Cirillia vit Amaya prendre ses aises. Elle retira ses spalières et son gambison, et Cirillia se mit à se demander si elle n’allait pas se déshabiller intégralement. Son ventre était parcouru de cicatrices et de blessures qui laissaient entendre que sa vie de guerrière n’était pas des plus reposantes. Depuis que Ciri’ avait ingéré en elle l’âme d’un dragon, ses blessures avaient tendance à rapidement cicatriser à la perfection, lui évitant le désagrément d’avoir des cicatrices. Il lui arrivait en effet souvent d’être blessée. Bien qu’elle soit forte, Terra était un monde dangereux, très dangereux, et il était presque obligatoire de se recevoir des coups quand on menait sa vie.

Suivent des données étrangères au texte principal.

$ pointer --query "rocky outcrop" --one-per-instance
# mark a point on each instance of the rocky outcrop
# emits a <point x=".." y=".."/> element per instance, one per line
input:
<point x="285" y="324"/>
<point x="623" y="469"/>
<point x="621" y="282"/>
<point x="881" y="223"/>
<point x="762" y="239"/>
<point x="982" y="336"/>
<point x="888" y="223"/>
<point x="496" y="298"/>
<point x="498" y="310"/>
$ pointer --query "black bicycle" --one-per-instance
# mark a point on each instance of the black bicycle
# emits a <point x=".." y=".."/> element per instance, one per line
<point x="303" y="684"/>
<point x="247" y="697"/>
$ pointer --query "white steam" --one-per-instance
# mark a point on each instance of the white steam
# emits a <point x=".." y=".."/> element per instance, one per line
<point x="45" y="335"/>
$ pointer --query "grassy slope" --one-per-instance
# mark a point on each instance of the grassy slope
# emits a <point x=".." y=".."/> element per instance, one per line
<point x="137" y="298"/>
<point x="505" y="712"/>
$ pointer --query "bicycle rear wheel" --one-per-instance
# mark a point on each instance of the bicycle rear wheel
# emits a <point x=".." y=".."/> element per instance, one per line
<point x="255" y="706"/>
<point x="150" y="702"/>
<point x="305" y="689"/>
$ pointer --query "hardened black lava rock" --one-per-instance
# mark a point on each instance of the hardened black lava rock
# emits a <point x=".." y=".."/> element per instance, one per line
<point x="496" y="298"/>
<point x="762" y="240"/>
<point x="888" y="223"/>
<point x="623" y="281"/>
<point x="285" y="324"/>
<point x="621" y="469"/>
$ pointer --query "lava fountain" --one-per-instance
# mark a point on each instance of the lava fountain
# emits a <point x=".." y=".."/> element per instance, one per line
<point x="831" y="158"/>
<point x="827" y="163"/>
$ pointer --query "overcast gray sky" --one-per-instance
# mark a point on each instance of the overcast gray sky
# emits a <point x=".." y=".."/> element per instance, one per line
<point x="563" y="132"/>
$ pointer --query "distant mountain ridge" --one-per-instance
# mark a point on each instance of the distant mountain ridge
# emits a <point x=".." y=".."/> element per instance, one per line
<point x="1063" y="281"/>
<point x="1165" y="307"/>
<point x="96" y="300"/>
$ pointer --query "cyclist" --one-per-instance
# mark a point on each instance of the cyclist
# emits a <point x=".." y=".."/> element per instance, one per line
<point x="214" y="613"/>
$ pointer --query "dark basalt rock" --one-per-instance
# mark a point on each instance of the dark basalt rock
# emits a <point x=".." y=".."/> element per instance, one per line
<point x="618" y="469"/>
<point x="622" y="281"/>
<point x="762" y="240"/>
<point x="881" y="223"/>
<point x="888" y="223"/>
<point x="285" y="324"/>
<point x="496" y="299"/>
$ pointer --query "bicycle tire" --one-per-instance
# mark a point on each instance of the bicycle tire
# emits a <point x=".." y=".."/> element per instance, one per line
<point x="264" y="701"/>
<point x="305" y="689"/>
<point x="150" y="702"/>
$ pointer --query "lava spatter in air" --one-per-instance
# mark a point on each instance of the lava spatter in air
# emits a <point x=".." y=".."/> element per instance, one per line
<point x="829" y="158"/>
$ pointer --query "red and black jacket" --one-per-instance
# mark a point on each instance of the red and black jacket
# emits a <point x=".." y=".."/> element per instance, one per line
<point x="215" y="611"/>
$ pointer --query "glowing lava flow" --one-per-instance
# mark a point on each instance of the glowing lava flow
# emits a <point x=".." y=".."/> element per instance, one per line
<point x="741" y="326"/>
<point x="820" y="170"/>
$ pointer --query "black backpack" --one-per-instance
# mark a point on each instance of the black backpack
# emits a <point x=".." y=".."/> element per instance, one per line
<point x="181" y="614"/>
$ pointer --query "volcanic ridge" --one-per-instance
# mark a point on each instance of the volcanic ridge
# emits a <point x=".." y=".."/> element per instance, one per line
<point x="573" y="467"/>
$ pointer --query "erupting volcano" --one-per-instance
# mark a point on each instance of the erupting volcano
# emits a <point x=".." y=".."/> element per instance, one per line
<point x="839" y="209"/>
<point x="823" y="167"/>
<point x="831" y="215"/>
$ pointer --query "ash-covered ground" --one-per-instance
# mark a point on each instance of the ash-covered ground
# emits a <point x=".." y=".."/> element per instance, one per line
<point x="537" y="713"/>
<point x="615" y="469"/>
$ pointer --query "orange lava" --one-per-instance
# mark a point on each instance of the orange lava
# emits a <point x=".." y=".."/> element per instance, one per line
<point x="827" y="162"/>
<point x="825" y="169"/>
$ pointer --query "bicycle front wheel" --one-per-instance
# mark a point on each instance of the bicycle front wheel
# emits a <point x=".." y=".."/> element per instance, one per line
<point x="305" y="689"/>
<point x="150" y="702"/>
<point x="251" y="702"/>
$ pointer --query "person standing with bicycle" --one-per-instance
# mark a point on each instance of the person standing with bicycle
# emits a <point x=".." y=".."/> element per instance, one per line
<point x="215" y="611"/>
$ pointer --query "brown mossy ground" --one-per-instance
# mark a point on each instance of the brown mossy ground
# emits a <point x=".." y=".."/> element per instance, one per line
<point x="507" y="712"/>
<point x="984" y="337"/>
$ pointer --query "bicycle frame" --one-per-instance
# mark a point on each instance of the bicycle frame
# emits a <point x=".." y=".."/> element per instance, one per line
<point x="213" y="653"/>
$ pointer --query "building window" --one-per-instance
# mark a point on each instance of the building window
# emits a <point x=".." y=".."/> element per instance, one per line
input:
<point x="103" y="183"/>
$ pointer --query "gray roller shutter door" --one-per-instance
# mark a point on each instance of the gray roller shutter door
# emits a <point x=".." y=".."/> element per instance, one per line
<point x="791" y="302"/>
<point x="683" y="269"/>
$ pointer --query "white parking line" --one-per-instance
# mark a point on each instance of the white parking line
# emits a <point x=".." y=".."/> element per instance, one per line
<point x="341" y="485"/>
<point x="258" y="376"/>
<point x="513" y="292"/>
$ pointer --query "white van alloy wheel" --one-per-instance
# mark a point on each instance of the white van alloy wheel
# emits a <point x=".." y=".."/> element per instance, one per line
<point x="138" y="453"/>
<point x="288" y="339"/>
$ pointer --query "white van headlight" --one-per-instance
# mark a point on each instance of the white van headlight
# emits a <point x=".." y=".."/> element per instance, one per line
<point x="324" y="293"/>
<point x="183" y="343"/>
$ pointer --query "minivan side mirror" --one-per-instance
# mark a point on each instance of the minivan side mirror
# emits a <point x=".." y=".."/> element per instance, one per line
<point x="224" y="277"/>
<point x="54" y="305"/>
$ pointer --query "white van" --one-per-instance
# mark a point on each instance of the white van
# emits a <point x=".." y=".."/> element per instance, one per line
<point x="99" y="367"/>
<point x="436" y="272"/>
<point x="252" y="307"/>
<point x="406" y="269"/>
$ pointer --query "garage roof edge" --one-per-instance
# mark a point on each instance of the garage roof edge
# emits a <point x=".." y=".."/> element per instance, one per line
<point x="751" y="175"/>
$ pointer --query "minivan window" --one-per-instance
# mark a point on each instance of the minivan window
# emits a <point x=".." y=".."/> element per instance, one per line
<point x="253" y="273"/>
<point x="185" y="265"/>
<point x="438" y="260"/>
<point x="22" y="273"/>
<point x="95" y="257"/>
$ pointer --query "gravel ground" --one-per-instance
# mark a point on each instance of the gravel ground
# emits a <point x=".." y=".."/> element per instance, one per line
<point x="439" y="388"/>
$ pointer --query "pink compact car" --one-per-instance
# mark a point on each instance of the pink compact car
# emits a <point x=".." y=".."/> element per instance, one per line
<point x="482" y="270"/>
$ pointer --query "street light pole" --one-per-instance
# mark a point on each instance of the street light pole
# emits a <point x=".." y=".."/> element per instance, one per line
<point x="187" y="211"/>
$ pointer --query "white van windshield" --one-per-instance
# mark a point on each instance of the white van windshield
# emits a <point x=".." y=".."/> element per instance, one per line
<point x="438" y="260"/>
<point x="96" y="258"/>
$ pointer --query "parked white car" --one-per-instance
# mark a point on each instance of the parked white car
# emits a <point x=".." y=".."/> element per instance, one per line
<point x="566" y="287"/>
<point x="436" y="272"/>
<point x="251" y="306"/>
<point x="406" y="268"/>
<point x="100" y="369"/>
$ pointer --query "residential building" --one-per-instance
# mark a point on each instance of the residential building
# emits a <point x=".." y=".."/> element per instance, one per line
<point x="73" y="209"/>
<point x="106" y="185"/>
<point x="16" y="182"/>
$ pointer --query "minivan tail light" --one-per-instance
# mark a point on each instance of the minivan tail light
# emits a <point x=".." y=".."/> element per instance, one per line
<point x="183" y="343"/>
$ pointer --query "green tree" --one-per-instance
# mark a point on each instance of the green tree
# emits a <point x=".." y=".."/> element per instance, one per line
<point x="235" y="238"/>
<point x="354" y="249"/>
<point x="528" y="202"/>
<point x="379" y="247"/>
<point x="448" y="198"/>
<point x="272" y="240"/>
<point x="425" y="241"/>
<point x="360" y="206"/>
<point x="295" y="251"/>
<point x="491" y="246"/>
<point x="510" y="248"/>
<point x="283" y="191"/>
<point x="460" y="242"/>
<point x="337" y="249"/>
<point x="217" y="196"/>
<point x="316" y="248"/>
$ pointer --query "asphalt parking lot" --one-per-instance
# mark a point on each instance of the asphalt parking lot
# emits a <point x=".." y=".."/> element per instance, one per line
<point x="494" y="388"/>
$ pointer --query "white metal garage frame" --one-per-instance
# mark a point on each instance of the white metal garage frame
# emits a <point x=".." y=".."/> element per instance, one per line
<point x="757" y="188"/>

Plus cette femme parlait, et plus Ciri’ se demandait si ses parents n’étaient pas des Orcs... Était-elle jadis un bébé récupéré par les Orcs, et éduqué par eux ? Ce serait une histoire pour le moins atypique, car, de ce qu’elle en savait, les Orcs n’étaient guère sociables, et faisaient des humains, quand ils ne les tuaient pas, des esclaves, les tuant à la tâche pour entretenir leurs armes et leurs armures, violant les femmes. Une autre possibilité était qu’Amaya soit née chez les Orcs, et que sa taille exceptionnelle ait conduit les Orcs à voir en elle autre chose qu’une vulgaire esclave... Cirillia ne pouvait que supposer, mais le fait qu’Amaya ait comme langage naturel l’Orc, auquel elle revenait fréquemment, laissait entendre qu’elle était effectivement, non pas une barbare, comme Ciri’ l’avait initialement supposé, mais une Orc... Une femme élevée par les Orcs.
*Je ne pensais pas que les Orcs puissent transformer leurs humains en guerriers...*
Terra la surprenait sans cesse. Mais, après tout, les Orcs formaient bien une société. Une société hostile, anarchique, composée de clans séparés les uns des autres, passant leur temps à se faire la guerre entre eux. Tout commençait néanmoins à prendre un sens dans l’esprit de Ciri’ : les « mâles » qu’Amaya chassait pouvaient avoir été des soldats envoyés pour tuer les Orcs.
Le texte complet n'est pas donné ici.